The import bill will be closer to Rs 1.8 lakh crore (current LME Al and dollar-rupee rate) for 12MT aluminium billets in 2030 and this might double if the finished products are imported instead of billets. The major beneficiary of India turning to an import economy will be the foreign mining and processing companies along with its manufacturing industry.

Import can only be restricted if the availability of local bauxite increases along with the viable downstream value-addition industry within India. Most of the mines are located in Scheduled V areas, which is out of bounds for the private sector (Samata Judgement of 1997).

Only the state government or PSUs or tribal groups can mine in this region. This limits the availability of bauxite unless the government initiates the process of mining to feed the industry. Nalco is the only company in India which has a favourable position among the people and is “allowed” to mine bauxite amid concerns of exploitation and pollution.

The Way Out

The solution lies in splitting Nalco into two entities, one for bauxite mining and the other for alumina refinery and aluminium smelter. This will be along the lines of Coal India and National Thermal Power Corporation (NTPC) and private power plants, and National Mineral Development Corporation (NMDC) and Rashtriya Ispat Nigam Limited (RINL) as well as private steel plants. Coal India and NMDC have been successful in supplying raw materials to both public sector and private sector steel, power, aluminium and cement plants.

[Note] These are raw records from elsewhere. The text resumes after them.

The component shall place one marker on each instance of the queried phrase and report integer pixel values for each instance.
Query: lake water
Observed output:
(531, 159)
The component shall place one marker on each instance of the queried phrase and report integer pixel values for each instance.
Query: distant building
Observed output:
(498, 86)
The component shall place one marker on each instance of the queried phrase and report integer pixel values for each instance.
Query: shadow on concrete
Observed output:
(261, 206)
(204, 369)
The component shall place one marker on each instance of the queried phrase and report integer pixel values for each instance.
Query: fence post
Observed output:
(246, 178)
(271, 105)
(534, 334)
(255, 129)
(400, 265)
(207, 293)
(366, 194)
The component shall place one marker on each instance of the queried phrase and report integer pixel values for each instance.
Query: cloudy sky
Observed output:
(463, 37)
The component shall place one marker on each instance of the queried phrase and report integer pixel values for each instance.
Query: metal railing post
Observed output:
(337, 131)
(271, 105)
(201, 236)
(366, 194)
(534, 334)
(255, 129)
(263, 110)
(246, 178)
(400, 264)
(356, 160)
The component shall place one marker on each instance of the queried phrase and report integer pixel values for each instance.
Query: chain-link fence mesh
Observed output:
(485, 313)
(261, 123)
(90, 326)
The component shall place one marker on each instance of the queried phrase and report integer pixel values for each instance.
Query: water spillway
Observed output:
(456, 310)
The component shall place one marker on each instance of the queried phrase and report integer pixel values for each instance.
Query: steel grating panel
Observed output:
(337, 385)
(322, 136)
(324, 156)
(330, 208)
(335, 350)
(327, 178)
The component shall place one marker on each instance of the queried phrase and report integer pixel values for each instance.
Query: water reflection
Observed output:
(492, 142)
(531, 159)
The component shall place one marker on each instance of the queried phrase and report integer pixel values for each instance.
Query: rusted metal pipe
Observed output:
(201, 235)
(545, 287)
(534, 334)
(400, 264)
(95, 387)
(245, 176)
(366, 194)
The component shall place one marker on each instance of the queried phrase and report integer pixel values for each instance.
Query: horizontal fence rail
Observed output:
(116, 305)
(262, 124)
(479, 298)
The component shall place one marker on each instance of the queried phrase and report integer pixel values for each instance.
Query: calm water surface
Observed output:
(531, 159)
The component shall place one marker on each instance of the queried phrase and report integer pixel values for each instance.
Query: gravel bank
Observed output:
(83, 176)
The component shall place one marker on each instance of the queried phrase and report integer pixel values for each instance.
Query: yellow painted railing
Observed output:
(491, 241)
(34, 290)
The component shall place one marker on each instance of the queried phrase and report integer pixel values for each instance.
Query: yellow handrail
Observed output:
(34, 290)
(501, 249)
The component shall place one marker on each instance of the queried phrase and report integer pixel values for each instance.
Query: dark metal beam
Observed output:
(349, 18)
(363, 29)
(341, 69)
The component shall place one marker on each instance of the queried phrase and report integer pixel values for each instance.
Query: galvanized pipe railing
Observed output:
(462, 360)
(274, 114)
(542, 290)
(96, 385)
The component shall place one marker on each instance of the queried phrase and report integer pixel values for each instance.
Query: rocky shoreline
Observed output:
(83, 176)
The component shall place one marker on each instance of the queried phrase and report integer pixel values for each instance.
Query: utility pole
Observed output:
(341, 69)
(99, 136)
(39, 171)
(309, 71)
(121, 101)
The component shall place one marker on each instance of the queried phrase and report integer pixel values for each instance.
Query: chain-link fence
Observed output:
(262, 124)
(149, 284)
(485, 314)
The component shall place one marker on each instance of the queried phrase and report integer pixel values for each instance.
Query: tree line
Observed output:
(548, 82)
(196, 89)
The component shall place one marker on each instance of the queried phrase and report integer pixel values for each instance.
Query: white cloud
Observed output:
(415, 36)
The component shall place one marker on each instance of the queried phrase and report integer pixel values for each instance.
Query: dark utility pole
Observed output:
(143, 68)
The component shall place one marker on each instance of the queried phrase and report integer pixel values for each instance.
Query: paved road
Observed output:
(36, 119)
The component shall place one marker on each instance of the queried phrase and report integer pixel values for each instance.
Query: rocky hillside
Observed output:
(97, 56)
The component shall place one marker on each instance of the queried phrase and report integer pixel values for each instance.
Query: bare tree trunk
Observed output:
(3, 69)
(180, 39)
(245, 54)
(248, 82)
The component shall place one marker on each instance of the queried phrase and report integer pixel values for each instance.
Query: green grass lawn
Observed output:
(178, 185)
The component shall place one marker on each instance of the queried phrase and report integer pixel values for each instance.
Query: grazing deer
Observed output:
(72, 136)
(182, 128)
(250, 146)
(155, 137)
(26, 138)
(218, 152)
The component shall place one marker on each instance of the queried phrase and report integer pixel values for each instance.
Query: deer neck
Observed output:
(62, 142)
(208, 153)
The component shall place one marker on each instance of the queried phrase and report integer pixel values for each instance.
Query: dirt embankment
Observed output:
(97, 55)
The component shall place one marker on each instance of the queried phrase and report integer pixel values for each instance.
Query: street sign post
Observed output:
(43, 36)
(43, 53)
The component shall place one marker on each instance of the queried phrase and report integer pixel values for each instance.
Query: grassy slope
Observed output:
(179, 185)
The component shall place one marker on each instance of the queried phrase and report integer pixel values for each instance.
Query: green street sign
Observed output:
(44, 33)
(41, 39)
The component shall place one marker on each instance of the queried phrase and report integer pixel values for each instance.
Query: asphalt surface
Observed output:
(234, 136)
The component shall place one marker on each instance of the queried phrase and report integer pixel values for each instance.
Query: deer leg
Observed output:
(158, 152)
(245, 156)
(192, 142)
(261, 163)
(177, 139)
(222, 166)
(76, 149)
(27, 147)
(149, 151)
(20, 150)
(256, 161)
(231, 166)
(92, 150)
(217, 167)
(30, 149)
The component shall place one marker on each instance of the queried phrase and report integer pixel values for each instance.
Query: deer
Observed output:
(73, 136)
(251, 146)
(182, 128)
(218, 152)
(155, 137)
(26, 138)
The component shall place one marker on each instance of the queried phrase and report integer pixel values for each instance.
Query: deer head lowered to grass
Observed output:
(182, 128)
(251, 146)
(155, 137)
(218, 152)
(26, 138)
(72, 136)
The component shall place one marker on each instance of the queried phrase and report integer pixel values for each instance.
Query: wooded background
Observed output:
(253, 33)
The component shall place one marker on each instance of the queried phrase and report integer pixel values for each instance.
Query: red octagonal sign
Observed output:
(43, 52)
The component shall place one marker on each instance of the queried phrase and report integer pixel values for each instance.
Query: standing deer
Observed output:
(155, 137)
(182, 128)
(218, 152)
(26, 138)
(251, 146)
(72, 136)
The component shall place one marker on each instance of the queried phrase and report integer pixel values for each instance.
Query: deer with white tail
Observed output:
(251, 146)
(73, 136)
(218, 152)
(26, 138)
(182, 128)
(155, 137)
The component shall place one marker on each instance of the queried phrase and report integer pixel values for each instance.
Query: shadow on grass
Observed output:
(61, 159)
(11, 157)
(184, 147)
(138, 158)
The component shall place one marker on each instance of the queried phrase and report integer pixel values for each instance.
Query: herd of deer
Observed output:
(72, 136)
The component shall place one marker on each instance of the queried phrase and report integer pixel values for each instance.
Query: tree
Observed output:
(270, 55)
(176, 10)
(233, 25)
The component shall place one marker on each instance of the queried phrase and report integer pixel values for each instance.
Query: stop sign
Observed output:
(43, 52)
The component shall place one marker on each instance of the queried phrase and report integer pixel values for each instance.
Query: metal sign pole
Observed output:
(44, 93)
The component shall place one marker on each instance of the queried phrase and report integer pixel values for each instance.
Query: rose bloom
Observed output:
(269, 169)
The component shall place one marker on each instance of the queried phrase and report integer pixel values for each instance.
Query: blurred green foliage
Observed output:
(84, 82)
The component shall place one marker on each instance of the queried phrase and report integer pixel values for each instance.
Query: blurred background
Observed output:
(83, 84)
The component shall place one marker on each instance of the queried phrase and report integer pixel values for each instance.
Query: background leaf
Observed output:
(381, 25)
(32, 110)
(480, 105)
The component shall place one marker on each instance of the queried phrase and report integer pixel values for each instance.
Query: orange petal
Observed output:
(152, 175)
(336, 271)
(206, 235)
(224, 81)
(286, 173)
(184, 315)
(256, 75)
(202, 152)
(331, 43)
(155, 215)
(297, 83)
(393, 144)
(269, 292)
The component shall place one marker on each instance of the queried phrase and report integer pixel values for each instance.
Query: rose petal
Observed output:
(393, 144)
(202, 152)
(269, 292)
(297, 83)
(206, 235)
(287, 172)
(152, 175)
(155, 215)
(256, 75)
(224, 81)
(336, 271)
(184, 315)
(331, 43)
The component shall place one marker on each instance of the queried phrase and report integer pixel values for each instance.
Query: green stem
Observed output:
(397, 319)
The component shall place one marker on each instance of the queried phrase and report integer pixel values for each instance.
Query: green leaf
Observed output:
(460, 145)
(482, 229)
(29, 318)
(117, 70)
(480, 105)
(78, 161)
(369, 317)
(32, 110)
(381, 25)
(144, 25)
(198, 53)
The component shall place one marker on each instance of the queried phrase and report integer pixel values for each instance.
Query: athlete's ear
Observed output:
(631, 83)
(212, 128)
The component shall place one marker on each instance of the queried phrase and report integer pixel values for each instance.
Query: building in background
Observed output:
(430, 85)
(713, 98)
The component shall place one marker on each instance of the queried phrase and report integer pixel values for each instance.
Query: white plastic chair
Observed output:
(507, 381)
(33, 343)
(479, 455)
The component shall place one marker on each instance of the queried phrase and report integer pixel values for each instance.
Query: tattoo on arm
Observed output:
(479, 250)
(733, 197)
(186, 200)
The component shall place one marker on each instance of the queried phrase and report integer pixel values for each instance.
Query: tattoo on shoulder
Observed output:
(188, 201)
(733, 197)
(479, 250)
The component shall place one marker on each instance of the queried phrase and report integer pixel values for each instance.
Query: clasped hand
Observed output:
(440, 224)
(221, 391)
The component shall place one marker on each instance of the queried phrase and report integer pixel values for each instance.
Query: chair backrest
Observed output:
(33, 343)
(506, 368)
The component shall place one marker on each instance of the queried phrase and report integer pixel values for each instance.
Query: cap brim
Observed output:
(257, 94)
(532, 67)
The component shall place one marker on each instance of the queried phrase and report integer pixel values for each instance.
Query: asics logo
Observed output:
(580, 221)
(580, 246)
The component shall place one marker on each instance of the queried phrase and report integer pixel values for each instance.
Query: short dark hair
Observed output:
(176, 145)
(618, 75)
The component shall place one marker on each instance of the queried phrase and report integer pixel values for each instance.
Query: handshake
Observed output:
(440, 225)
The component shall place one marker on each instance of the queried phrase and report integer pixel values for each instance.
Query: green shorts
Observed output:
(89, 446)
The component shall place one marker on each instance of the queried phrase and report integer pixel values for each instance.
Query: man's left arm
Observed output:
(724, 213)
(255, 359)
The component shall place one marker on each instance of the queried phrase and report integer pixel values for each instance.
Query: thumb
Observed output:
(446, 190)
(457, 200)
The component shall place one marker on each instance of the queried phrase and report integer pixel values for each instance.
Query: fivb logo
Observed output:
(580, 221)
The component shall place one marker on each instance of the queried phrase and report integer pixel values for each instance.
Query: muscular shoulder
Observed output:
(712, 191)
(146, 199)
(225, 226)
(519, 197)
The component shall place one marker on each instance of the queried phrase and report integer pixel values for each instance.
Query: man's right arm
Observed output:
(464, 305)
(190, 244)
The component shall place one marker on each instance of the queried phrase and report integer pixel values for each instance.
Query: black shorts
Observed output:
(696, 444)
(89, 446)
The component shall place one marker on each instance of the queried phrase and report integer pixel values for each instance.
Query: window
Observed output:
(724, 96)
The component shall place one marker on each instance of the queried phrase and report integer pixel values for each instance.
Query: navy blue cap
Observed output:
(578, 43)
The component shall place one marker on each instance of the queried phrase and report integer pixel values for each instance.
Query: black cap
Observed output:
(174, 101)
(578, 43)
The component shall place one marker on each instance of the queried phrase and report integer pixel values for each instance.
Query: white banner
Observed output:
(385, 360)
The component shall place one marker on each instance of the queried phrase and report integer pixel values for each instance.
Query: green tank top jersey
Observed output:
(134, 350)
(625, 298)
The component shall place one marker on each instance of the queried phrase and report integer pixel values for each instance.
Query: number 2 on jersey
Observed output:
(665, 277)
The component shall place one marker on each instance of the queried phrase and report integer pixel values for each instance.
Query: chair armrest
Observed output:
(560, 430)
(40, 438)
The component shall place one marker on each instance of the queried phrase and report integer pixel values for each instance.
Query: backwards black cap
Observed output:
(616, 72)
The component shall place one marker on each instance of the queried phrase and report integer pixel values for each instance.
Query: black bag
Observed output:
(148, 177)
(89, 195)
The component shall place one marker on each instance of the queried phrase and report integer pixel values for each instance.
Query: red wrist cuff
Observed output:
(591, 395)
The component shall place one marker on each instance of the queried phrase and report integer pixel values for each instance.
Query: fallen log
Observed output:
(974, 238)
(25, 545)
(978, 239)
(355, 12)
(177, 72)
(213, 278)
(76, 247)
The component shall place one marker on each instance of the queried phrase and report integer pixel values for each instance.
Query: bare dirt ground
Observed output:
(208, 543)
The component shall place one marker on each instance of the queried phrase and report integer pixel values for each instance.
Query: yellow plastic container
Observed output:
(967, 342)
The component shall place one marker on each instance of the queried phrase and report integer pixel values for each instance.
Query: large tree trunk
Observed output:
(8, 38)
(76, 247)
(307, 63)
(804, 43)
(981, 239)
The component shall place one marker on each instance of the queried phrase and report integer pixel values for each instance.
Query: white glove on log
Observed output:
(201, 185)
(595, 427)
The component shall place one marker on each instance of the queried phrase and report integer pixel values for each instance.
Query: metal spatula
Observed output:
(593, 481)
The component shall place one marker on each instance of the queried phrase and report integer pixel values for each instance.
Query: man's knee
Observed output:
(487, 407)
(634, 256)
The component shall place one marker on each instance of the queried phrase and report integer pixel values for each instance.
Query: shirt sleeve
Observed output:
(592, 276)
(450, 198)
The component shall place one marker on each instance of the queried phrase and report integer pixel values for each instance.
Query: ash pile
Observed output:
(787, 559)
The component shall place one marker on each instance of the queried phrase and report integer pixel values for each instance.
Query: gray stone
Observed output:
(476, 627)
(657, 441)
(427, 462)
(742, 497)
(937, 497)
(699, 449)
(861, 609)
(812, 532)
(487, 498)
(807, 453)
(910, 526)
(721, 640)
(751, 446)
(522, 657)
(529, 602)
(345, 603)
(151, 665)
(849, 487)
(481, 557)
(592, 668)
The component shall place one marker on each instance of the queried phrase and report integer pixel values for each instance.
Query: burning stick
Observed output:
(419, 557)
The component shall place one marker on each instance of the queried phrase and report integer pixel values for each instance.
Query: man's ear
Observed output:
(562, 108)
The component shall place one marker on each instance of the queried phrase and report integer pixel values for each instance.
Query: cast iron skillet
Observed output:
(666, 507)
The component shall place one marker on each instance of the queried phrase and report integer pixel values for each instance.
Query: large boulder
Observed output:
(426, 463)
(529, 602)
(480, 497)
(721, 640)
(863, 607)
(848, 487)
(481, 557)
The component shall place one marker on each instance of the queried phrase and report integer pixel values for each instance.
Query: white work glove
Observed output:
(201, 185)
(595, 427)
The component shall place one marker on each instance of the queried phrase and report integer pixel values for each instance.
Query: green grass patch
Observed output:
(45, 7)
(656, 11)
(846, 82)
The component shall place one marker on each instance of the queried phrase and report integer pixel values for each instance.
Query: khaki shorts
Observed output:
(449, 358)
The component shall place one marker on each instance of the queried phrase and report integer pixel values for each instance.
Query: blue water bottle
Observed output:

Nalco (the mining arm) through its expertise will be able to mine bauxite in remote regions profitably and transfer it through a slurry pipeline outside the ecologically sensitive region for processing into aluminium. It will be able to mine responsibly without destroying the livelihood of the indigenous tribal people.

Nalco, through large-scale mining, can achieve economies of scale, thus negating the need for import. The slurry pipeline will be a safer way to transport bauxite through ecologically sensitive regions. The world’s longest slurry pipeline in Brazil is 529 kilometres and India’s slurry pipeline of 267 km. Most pipelines transport iron ore except for the 244-km pipeline that transfers bauxite in Brazil.

Nalco (processing arm) will process bauxite into aluminium and value-added products. The processing entity should act fast and increase the capacity of aluminium to meet demand. A focussed plan is required to expand the capacity in phases. The return will then depend on prudent capital allocation and maximum value addition of aluminium.

It is highly unreasonable to expect investment in both entities at the same time. The privatisation of Balco and Hindustan Zinc Limited (HZL) provides a realistic solution to raise capital. Nalco can divest majority shareholding of 51 per cent (similar to Balco) of its processing arm to bring in capital for the opening of new bauxite mines. The private sector can then be relied upon to enhance the capacity of Nalco processing plants with the assured availability of bauxite from Nalco (mining arm) to meet the upcoming demand.

It is a win-win for everyone. Nalco will be able to expand mining and processing capacity, while the private sector will have an assured supply of bauxite to expand capacity, while import of raw material/finished products can be reduced to nil. Also, economies of scale will lead to export potential of finished products, while tribal rights will not be tampered with, and ecologically-sensitive regions will be preserved by sensible mining.

As a result, jobs will be created in mining, processing, logistics and manufacturing industries, while the market value of the government stake in Nalco along with dividend realisation will increase. Increased job creation, higher value products, decreasing imports, higher export of finished products and lower fiscal/trade deficit will then propel the economy.